Actual workable possibilities are - DVC subowwfer using drone voice coil as feedback having previoulsy calibrated the interference between the two by holding the cone still and driving the other VC, single VC using the back EMF as per certain Laser graphics galvanometers, optical sensor using a graded strip, capacitative sensor - particularly good if you are using an aluminium one, accelerometer stuck on cone

Regards

Alex
 
Dear "eclipse" if memory serves there was a very small article about an optical mfb system in "Wireless World" in the 70's It was not a feature just one of those 'design ideas' and it had a LED suspended above the cone, a few other components and an op-amp. I'll try and get the month/year so you will be able to track it down. Might take 24 hrs. Jonathan Bright
 
SY said:
The proper way to do this optically is to set it up with a monochromatic source (ie, a laser diode) and an interferometer. In this case, you're just counting fringes and since it's digital, you can massage the data any way you like- there's no added noise from the two differentiations, for example. You would probably use a double beam, with one being in quadrature to the other so that you know when the cone is moving forward and when it's moving backward.

I think it would make a dandy senior project.

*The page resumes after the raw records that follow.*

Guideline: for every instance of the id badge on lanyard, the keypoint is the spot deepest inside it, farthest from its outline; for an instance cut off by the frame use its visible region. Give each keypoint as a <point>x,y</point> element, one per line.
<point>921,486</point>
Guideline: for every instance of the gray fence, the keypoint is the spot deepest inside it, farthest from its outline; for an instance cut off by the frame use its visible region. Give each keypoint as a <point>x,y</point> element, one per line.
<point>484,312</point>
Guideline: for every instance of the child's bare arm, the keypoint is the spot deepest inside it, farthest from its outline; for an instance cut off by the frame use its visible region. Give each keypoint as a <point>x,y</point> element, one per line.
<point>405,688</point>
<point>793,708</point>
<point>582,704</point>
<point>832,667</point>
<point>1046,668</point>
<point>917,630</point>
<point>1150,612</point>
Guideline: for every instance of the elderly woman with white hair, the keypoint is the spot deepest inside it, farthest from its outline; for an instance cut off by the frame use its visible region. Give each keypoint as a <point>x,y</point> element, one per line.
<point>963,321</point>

The low-noise HP Interferometers show up on ebay about once a week -- i haven't been shopping for laser/optics stuff in about a year, but bought a dandy Newport table, autoleveling, for about a grand last year. (Seller was an IBM lab which was being closed -- what a hoot -- the largesse of IBM shareholders -- cheaper to sell it on EBay than send it down to the Carolinas),.
 
Alexander Rice said:
Okay, sorry to butt in, but anyone who has got as far as the final year of an engineering degree and who is seriously proposing to use laser inferometry as a method of measuring speaker cone position is just plain daft. For one thing the laser required to get the necessary coherence length would be pretty big - a few feet long would be typical of a frequency stabilised HeNe which is about the minimum you could get away with, add on a bunch of optics, some of which must be attached to the cone, and add to the problem that the relationship between the stationary optics need to remain constant to the nearest wavelenghth of light while there is a bloody great subwoofer nearby is plain imposible.

I had to untie myself from the straightjacket long enough to type out a reply- you'll excuse the brevity, but the nice young men in the clean white coats are limiting my typing time.

I did a design like this some years ago for a moving mirror assembly for a Michelson interferometer, exactly analogous to a woofer (magnet, motor, driving amp) using a very small HeNe laser with a beam splitter and a couple of mirrors, including a small outrigger mirror to do the quadrature. The MI operated in the IR, with its motion controlled by the accessory red light laser. The only real difference from a woofer is that instead of a spider suspension, we used an air-bearing, and the moving mirror was rather more massive than a cone. It functioned quite well up to about 100 Hz or so. Similar designs are routinely used with more springlike suspensions in commercial rapid-scan spectrometers. All I can say is that the idea may be daft, but it was used commercially for some instruments that are still considered benchmarks.
 
Engineering is all about compromise and trying to find the solution that meets a given set of criteria with the least possible compromise, it is also about evaluating the possibilites and choosing the most appropriate, all i was getting at was that given the good alternatives, a MI seemed a poor choice.